P10, a private markets solutions provider, and its subsidiaries, as guarantors, entered into a $250 million credit facility with a syndicate of banks led by JPMorgan Chase Bank and Texas Capital Bank.

The new credit facility provides for a term loan in the amount of $125 million and a revolving commitment in the amount of $125 million. P10 will use the loan proceeds to pay off the outstanding borrowings under its existing credit facility, pay off seller’s notes related to an acquisition and pay transaction-related expenses, as well as for working capital and other general corporate purposes.

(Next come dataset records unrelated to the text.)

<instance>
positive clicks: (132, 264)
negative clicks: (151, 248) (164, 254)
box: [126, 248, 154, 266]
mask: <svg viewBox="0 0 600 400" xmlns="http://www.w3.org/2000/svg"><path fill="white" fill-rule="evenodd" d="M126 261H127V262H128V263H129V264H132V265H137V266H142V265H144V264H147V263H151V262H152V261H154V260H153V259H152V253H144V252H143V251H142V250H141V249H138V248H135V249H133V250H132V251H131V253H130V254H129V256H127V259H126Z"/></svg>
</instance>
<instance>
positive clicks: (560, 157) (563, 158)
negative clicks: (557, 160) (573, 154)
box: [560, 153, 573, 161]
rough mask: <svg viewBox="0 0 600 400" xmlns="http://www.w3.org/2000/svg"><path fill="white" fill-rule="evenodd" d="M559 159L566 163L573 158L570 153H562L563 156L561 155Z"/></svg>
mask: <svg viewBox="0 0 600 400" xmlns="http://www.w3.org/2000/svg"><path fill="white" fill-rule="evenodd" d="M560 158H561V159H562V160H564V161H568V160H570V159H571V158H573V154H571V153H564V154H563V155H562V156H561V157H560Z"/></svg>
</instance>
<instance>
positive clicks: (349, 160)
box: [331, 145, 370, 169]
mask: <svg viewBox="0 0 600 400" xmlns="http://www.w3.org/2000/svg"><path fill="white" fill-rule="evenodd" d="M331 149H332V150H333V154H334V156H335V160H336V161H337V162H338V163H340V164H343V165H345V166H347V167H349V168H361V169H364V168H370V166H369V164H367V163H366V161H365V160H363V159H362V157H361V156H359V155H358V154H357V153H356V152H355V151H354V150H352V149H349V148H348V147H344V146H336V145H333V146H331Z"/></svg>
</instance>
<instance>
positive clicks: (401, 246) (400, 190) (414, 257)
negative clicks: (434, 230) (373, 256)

“The new credit facility led by JPMorgan Chase Bank and Texas Capital Bank reflects P10’s strong operating model driven by long-term, locked-up capital,” Robert Alpert and Clark Webb, co-CEOs of P10, said in a joint statement. “Our cost of capital will improve, and interest expense will decline meaningfully. We are thrilled to establish a banking relationship with 14 premier financial institutions, including a minority depository institution and a community development financial institution.”

Terms of the new credit facility call for a variable interest rate of approximately 2.25%, which offers savings compared with the 7% interest rate under the company’s previous credit agreement. The credit agreement contains customary financial covenants as well as affirmative and negative covenants customary for transactions of this type.